- Born: April 5, 1978 (age 48)
- Education: University of Innsbruck
- Occupations: Entrepreneur, Investor
- Known for: Founder of PEMA Immobilien GmbH

= Markus Schafferer =

Austrian entrepreneur and investor (b. 1978)

Markus Schafferer (born April 5, 1978) is an Austrian entrepreneur and real estate investor.

== Personal life ==
Schafferer finished his Matura at the Reithmannstraße secondary school and moved on to study law at the University of Innsbruck. During that time, he worked as an art dealer and developed business relations and friendships with wealthy families from Tirol. Those contacts helped him to get into the real estate business. Schafferer is married and has a son and a daughter.

According to the trend magazine, Schafferer is one of the 100 richest people in Austria.

== Career ==
He founded the PEMA Immobilien GmbH in 2005 and acquired as his first big project, the Brenner Outlet Center together with the Huter Family. His company realized three towers in Innsbruck named, the Headline, P2 and P3, the latter of which is still under construction.

Since the founding of PEMA, Schafferer has been involved in several major real estate projects, such as the old Creditanstalt-Bankverein building at the Schottenring in Vienna. Due to this, he was consulted several times by the media as a real estate expert to talk about topics such as the housing situation in Vienna and Innsbruck.

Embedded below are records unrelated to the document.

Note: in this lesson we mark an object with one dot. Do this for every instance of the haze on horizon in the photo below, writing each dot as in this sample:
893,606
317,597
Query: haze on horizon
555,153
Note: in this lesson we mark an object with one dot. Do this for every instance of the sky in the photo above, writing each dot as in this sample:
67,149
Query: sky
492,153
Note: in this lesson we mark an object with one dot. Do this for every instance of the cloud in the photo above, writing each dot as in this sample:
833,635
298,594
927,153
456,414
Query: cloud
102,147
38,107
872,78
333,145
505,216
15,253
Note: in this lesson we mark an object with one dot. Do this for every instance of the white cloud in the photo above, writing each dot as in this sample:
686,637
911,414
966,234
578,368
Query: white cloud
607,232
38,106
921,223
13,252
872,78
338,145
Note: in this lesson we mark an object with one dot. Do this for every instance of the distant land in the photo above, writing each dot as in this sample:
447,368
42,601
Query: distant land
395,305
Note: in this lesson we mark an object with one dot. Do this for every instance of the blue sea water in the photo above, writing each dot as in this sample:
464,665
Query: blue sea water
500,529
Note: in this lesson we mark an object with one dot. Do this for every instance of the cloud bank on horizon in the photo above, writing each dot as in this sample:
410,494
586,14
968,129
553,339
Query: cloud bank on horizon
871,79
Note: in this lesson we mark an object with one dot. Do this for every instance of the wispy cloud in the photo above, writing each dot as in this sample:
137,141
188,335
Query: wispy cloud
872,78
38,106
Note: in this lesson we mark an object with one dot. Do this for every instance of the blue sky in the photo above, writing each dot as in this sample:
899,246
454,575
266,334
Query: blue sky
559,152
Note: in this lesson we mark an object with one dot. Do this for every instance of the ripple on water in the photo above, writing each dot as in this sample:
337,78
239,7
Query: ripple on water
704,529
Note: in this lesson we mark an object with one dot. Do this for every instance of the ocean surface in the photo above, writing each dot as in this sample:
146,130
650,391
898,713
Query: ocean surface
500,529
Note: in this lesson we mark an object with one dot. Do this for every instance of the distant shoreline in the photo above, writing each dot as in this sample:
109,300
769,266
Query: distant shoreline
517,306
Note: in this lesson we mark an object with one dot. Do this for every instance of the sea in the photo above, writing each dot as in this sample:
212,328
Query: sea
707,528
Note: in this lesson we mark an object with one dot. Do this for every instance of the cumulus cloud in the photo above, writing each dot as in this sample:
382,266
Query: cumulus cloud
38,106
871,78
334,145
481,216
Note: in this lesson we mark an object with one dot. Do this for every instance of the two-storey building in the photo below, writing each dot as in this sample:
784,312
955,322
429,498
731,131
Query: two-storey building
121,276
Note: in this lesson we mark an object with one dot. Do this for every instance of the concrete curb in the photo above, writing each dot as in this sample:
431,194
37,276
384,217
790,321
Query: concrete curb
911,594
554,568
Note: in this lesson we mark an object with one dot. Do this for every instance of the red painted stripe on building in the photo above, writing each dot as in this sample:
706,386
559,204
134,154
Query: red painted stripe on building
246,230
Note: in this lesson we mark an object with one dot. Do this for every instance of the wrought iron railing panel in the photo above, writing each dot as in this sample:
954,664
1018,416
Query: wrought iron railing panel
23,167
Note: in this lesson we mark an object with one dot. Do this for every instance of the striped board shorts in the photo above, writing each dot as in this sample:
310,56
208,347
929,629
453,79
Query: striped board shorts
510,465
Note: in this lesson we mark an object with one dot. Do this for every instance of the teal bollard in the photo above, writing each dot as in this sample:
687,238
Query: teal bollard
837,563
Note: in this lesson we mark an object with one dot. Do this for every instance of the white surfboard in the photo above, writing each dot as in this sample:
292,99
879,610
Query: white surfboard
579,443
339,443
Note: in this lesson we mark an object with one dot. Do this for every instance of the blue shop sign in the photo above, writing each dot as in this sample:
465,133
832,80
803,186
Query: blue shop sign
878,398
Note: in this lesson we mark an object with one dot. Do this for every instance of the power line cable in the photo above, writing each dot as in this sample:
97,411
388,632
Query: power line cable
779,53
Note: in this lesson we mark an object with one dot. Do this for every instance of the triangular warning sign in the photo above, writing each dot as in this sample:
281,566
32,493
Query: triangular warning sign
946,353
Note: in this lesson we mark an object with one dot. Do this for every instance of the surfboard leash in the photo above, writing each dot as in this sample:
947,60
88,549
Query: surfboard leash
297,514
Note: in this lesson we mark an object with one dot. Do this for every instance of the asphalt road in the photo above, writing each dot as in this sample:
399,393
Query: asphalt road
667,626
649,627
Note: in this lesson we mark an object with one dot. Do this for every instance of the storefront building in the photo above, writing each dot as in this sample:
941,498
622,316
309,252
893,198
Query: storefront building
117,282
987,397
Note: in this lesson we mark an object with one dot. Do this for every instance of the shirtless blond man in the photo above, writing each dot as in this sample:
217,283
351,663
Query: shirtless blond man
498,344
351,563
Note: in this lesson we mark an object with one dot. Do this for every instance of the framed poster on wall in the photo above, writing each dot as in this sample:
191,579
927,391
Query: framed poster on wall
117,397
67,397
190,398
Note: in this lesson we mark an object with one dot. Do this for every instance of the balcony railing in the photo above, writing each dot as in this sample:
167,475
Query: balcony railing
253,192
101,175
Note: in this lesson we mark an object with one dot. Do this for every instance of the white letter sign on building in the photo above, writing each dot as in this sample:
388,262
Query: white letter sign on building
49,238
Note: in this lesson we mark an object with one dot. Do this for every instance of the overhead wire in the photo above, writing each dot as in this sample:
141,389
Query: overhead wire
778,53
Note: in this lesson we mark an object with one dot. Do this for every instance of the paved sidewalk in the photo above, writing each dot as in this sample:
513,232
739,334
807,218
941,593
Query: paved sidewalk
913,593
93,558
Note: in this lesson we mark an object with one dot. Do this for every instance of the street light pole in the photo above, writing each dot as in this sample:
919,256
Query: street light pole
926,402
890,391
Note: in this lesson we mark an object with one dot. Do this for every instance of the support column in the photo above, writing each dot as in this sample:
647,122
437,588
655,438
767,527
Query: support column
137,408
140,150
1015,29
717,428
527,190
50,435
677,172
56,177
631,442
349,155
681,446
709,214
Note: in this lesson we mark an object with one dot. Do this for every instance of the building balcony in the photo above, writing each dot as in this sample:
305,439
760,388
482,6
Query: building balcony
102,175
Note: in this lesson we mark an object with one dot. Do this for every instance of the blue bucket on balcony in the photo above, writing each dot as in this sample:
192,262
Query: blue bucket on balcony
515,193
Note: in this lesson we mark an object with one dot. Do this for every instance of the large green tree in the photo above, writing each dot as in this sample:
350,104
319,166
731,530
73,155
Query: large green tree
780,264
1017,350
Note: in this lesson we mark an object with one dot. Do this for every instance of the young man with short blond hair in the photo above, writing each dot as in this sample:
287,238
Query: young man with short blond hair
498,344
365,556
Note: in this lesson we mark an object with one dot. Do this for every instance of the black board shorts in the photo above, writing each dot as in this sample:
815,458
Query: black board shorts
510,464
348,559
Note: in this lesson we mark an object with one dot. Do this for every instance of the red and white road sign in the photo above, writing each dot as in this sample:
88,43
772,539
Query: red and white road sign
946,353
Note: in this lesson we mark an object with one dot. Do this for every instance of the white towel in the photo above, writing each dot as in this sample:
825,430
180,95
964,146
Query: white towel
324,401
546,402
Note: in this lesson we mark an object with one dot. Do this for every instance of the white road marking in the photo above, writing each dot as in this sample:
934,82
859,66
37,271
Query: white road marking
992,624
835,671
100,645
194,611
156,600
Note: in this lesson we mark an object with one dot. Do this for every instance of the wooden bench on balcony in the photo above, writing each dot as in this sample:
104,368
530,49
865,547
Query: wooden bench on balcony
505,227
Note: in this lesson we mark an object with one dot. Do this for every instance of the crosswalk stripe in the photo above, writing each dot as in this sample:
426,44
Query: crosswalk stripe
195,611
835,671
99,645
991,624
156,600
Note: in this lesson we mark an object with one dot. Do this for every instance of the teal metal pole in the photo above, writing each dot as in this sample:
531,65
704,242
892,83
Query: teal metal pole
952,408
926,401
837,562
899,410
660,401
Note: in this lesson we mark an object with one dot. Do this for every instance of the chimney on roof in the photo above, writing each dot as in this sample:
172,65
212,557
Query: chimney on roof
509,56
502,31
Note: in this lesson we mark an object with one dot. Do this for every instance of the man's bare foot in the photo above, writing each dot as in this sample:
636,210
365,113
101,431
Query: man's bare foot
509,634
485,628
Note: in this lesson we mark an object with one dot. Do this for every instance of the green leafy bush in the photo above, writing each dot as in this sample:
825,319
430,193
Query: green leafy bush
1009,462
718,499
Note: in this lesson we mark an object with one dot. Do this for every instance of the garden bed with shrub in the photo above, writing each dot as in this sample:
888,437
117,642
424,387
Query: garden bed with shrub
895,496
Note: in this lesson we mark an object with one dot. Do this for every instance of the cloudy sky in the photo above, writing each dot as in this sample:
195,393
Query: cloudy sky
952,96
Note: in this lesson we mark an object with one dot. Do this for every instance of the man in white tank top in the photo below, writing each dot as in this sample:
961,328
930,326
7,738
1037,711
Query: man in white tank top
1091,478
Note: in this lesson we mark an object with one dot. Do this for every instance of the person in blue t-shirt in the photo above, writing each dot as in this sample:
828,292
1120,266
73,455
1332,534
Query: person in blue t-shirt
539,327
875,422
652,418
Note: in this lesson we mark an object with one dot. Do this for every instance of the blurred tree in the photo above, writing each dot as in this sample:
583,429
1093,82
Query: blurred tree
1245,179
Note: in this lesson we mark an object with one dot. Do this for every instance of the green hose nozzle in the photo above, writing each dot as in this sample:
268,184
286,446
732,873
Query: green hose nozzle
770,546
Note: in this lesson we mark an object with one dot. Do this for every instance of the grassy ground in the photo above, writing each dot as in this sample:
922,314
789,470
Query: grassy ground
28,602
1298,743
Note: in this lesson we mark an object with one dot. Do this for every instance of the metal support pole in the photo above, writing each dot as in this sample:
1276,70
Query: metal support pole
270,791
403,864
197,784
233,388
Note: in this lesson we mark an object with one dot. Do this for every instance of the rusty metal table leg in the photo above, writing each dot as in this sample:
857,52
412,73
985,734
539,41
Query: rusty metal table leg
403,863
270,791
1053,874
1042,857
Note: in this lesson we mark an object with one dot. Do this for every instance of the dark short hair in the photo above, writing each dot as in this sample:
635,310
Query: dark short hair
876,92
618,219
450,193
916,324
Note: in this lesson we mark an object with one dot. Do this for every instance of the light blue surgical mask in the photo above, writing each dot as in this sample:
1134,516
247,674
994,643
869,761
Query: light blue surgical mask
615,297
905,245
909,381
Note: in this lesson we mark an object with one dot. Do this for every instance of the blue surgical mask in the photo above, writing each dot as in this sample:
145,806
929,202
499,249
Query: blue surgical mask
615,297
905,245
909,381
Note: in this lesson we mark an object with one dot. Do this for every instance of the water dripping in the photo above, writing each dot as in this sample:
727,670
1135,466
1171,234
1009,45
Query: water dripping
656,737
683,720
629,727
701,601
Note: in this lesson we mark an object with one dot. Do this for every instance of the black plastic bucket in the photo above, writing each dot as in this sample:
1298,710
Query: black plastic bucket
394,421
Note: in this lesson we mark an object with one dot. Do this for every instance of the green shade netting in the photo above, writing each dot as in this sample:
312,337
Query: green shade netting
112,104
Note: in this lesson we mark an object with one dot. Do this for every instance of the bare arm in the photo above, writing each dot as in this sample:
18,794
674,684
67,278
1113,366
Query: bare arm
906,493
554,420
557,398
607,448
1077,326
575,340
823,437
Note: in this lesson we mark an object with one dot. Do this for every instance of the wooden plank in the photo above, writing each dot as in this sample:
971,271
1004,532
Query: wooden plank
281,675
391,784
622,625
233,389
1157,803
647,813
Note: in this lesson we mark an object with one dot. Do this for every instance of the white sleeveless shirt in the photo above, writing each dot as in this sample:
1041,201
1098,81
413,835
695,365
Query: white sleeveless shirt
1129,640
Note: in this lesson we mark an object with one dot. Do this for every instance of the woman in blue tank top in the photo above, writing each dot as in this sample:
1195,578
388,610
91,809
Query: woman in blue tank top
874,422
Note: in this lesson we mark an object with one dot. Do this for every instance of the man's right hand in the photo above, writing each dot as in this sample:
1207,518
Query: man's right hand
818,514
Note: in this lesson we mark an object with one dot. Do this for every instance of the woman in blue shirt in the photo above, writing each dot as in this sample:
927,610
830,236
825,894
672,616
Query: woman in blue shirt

Under his leadership, PEMA has developed real estate projects with a total volume of more than 750 million euros in Austria, Germany and South Tyrol since its foundation in 2005.

== Philanthropy ==
Schafferer is regarded as the sponsor and jury member of the apti Award, which honours start-ups in the real estate industry. In 2017, he also supported the Austria Pavilion at the Venice Biennale.